The Words That Give Away Generative AI Text

    So far even AI companies have struggled to come up with tools that can reliably detect when a piece of text was generated using a large language model. Now, a group of researchers has developed a new method for estimating LLM usage in a large set of scientific texts by measuring which “redundant words” were much more common during the LLM era (i.e., 2023 and 2024). The results “suggest that at least 10 percent of 2024 abstracts were processed using LLMs,” the researchers said.

    In a preprint paper published earlier this month, four researchers from Germany’s University of Tübingen and Northwestern University said they were inspired by studies that measured the impact of the Covid-19 pandemic by looking at excess deaths compared to the recent past. Taking a similar look at “excessive word use” after LLM writing tools became widely available in late 2022, the researchers found that “the rise of LLMs led to an abrupt increase in the frequency of certain style words” that was “unprecedented in both quality and quantity.”

    Dive in

    To measure these changes in vocabulary, the researchers analyzed 14 million paper abstracts published on PubMed between 2010 and 2024, tracking the relative frequency of each word as it appeared in each year. They then compared the expected frequency of those words (based on the pre-2023 trend line) with the actual frequency of those words in abstracts from 2023 and 2024, when LLMs were more widespread.

    The results found a number of words that were extremely uncommon in these scholarly abstracts before 2023, but which suddenly increased in popularity after LLMs were introduced. For example, the word “delves” appears in 25 times as many 2024 papers as the pre-LLM trend would expect; words like “showcasing” and “underscores” also increased in usage nine times. Other previously common words became noticeably more common in post-LLM abstracts: the frequency of “potential” increased by 4.1 percentage points, “findings” by 2.7 percentage points, and “crucial” by 2.6 percentage points, for example.

    Of course, these kinds of changes in word usage can happen independently of LLM usage: the natural evolution of language means that words sometimes go in and out of fashion. However, the researchers found that in the pre-LLM era, such huge and sudden year-on-year increases were only seen for words associated with major global health events: “ebola” in 2015; “zika” in 2017; and words like “coronavirus,” “lockdown,” and “pandemic” in the period 2020 to 2022.

    In the post-LLM period, however, the researchers found hundreds of words with sudden, pronounced increases in scientific usage that had no common link to world events.
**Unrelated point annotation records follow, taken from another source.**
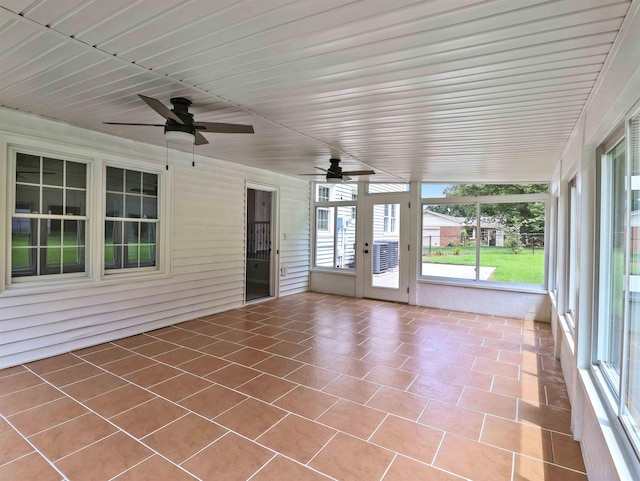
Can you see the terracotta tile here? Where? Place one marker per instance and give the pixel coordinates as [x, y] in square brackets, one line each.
[128, 365]
[351, 367]
[233, 375]
[248, 356]
[474, 460]
[18, 382]
[549, 417]
[312, 376]
[184, 437]
[520, 389]
[212, 401]
[104, 459]
[352, 418]
[405, 469]
[527, 469]
[287, 349]
[53, 363]
[178, 356]
[495, 367]
[453, 419]
[10, 371]
[281, 468]
[155, 348]
[306, 402]
[94, 386]
[147, 417]
[231, 458]
[409, 438]
[46, 415]
[401, 403]
[175, 335]
[266, 387]
[356, 390]
[71, 436]
[316, 357]
[197, 342]
[278, 366]
[436, 389]
[155, 468]
[12, 445]
[391, 377]
[235, 335]
[293, 336]
[454, 359]
[488, 402]
[135, 341]
[251, 418]
[297, 437]
[180, 387]
[28, 398]
[466, 377]
[221, 348]
[270, 331]
[91, 349]
[489, 353]
[519, 437]
[389, 359]
[350, 459]
[118, 400]
[203, 365]
[259, 342]
[152, 375]
[72, 374]
[114, 353]
[567, 452]
[423, 366]
[32, 466]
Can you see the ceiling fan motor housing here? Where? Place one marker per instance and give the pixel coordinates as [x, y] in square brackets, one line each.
[334, 171]
[181, 109]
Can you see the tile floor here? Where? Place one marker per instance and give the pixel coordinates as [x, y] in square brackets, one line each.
[309, 387]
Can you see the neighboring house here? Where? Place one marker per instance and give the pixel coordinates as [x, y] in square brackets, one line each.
[440, 230]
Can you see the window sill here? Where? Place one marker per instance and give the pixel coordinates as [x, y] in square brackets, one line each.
[494, 286]
[625, 462]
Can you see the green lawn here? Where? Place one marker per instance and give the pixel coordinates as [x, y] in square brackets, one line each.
[526, 267]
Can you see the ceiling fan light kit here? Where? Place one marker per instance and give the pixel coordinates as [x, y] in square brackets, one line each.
[181, 127]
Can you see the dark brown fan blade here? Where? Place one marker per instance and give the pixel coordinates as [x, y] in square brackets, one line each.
[161, 108]
[126, 123]
[200, 139]
[224, 128]
[359, 172]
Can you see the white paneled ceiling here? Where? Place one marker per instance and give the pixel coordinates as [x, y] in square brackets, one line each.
[440, 90]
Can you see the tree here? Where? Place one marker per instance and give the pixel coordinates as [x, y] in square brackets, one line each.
[528, 217]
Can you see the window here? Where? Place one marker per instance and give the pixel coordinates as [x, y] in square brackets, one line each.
[617, 346]
[335, 226]
[322, 217]
[131, 219]
[572, 250]
[49, 219]
[490, 233]
[390, 218]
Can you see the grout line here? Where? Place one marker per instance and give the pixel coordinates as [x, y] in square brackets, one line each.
[35, 449]
[131, 468]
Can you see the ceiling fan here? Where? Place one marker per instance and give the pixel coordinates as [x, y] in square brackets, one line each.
[180, 125]
[335, 174]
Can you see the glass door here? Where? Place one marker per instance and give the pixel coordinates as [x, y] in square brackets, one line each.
[385, 247]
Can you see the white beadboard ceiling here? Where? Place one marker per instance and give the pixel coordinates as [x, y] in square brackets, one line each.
[439, 90]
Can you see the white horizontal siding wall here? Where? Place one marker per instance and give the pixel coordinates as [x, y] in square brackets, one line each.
[207, 236]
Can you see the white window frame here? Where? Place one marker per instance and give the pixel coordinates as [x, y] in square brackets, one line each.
[43, 279]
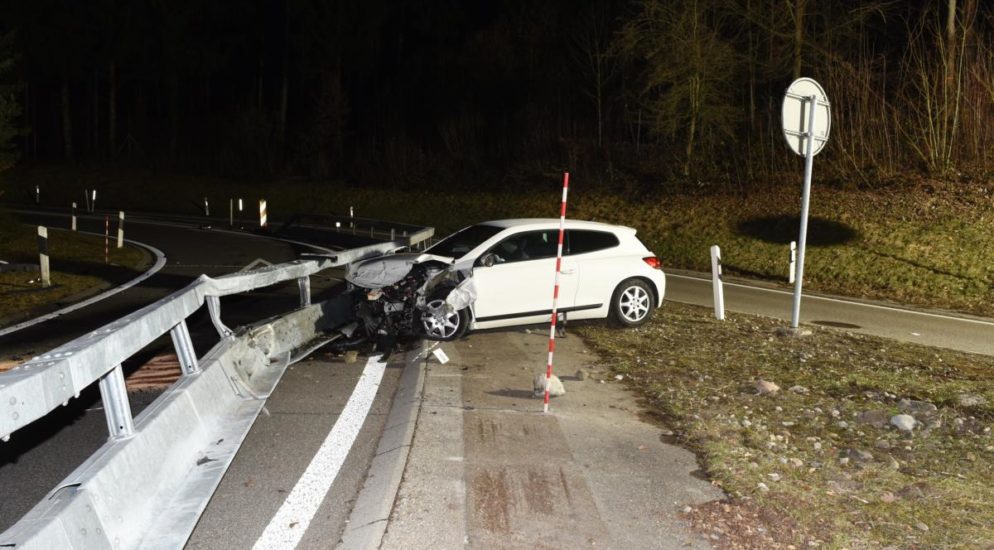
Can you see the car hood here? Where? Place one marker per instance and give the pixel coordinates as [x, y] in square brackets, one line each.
[387, 270]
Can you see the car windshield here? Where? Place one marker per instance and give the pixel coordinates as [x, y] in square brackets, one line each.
[461, 242]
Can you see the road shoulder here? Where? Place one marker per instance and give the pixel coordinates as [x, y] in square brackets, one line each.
[489, 469]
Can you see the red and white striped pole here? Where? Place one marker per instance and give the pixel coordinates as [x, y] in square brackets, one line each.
[555, 292]
[106, 239]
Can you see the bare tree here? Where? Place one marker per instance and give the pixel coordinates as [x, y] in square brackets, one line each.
[591, 49]
[689, 72]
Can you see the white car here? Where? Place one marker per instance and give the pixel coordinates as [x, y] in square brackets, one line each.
[509, 270]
While the excess words during the Covid pandemic were overwhelmingly nouns, the researchers found that the words with a post-LLM frequency bump were overwhelmingly “style words” such as verbs, adjectives, and adverbs (a small sample: “about, in addition, extensively, crucially, improving, exhibiting, insights, in particular, particularly, within”).

    This is not an entirely new finding: the increased prevalence of “delve” in scientific papers, for example, has been noted many times in the recent past. But previous studies have typically relied on comparisons with “ground truth” human writing samples or lists of predefined LLM markers obtained outside the study. Here, the pre-2023 set of abstracts acts as its own effective control group to show how vocabulary choice has generally changed in the post-LLM era.

    A complicated interplay

    By highlighting hundreds of so-called “marker words” that have become significantly more common in the post-LLM era, the telltale signs of LLM usage can sometimes be easily picked up. Take this exemplary abstract rule cited by the researchers, with the marker words highlighted: “A extended grip of the complicated interaction between […] And […] is decisive for effective therapeutic strategies.”

    After performing some statistical measurements of the occurrence of marker words in individual papers, the researchers estimate that at least 10 percent of papers in the post-2022 PubMed corpus were written with at least some LLM assistance. The number could be even higher, the researchers say, because their set may be missing LLM-assisted abstracts that don’t contain any of the marker words they identified.